The 1960 Rome Olympics introduced the world to a boxing superstar named Cassius Clay, better known perhaps as Muhammad Ali. But it’s a lesser known gold medal winner from that games who’s the star of our first ‘Hidden Figures’

Wilma Rudolph took home no less than 3 gold medals for athletics in 1960, namely the 100m, 200m and 4 x100m relay. An impressive feat in itself, but even more impressive when you understand Wilma’s background.

The twentieth of 22 siblings, Wilma was born in 1940 in Clarksville, Tennessee. She was born premature, weighing just 4.5 pounds. She suffered from multiple illnesses in her childhood, including pneumonia, scarlet fever and polio – which left her lame in her left leg and foot. Medical care for African-Americans was in short supply in Clarkesville, so Wilma and her mother Blanche were forced to make a weekly bus journey some 50 miles to the largely-black medical centre in Nashville, for treatment. This continued for 2 long years, until Wilma regained the use of her leg, by the time she was 12 years old.

Wilma’s athletic talents were spotted at high school, where she soon earned the nickname ‘Skeeter’ due to her speed. At the tender age of 16, and the youngest member of the squad, Wilma travelled across the globe to the Melbourne Summer Olympics, where she brought home bronze in the 4 x 100m relay.

Four years later in Rome, Wilma competed in 3 events, winning gold in all 3 – becoming the first American woman to win three golds in a single Olympics. In sometimes scorching temperatures of 110F (43C), Wilma was inspired by another American sprinter – Jesse Owens, her inspiration from the infamous 1936 games in Berlin.

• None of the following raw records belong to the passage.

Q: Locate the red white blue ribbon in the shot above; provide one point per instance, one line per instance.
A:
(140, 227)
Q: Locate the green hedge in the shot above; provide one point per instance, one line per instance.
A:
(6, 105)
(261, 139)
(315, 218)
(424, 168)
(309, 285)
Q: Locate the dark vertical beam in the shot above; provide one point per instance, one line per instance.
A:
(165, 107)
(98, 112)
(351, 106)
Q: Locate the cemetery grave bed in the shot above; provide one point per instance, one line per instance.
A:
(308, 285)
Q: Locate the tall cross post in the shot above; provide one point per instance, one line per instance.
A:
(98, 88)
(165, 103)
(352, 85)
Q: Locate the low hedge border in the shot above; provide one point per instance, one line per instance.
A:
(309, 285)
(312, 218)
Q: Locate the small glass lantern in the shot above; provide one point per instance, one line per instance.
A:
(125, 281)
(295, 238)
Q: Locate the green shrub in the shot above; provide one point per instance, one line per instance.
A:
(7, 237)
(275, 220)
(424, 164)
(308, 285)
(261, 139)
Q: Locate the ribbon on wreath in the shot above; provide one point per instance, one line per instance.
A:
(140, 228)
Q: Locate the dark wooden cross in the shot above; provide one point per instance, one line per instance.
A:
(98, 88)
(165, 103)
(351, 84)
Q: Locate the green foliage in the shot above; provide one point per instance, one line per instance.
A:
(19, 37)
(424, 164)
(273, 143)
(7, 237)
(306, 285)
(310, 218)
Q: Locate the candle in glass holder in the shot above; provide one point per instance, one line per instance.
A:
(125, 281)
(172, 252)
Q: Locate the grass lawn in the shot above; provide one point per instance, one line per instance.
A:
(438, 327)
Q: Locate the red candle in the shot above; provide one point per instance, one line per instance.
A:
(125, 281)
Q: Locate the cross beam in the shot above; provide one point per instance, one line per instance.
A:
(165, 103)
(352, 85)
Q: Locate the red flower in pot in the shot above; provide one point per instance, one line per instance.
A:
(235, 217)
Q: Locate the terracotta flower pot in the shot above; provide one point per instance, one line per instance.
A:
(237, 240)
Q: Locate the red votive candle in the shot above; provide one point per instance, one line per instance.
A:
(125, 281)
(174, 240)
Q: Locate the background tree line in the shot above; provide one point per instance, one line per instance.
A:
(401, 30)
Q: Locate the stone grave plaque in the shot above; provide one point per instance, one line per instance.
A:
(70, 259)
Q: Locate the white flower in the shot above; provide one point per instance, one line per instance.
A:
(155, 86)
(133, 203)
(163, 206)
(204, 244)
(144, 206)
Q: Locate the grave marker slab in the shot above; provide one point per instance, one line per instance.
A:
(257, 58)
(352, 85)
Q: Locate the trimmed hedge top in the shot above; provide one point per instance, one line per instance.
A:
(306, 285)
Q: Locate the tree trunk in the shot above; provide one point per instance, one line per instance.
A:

Whilst her victories had her cast as America’s ‘leading lady’, Wilma returned home to a very divided nation. When Clarksville celebrated ‘Welcome Wilma Day’ to celebrate her achievements, Wilma used her new-found fame to insist that the event be fully integrated between black and white people – the first fully integrated event in the city’s history.

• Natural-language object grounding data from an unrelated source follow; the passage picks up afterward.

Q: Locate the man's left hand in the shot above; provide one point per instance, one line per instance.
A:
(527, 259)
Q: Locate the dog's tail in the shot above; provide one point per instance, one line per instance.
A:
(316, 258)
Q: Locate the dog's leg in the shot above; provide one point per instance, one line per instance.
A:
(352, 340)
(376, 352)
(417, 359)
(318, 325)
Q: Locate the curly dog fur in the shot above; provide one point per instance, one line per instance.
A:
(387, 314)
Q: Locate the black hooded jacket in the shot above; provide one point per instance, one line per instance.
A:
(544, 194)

Wilma retired from running age 22, feeling she had reached the heights of her Olympic career. In her own words; “I’ll stick with the glory I’ve already won, like Jesse Owens did in 1936”

Perhaps Wilma thought her fame was required elsewhere. As well as gaining a degree in education in 1963, Wilma spent over a month in west Africa as a US goodwill ambassador. On her return, she took part in a civil rights protest in Clarkesville to desegregate the city’s restaurants. Within weeks, all of the city’s restaurants, as well as public facilities, became fully integrated between black and white people.

No doubt the childhood memory of those weekly 50 mile bus rides to a ‘black’ hospital were high in Wilma’s mind – with a determination that no other young black child would have to endure the same hardships.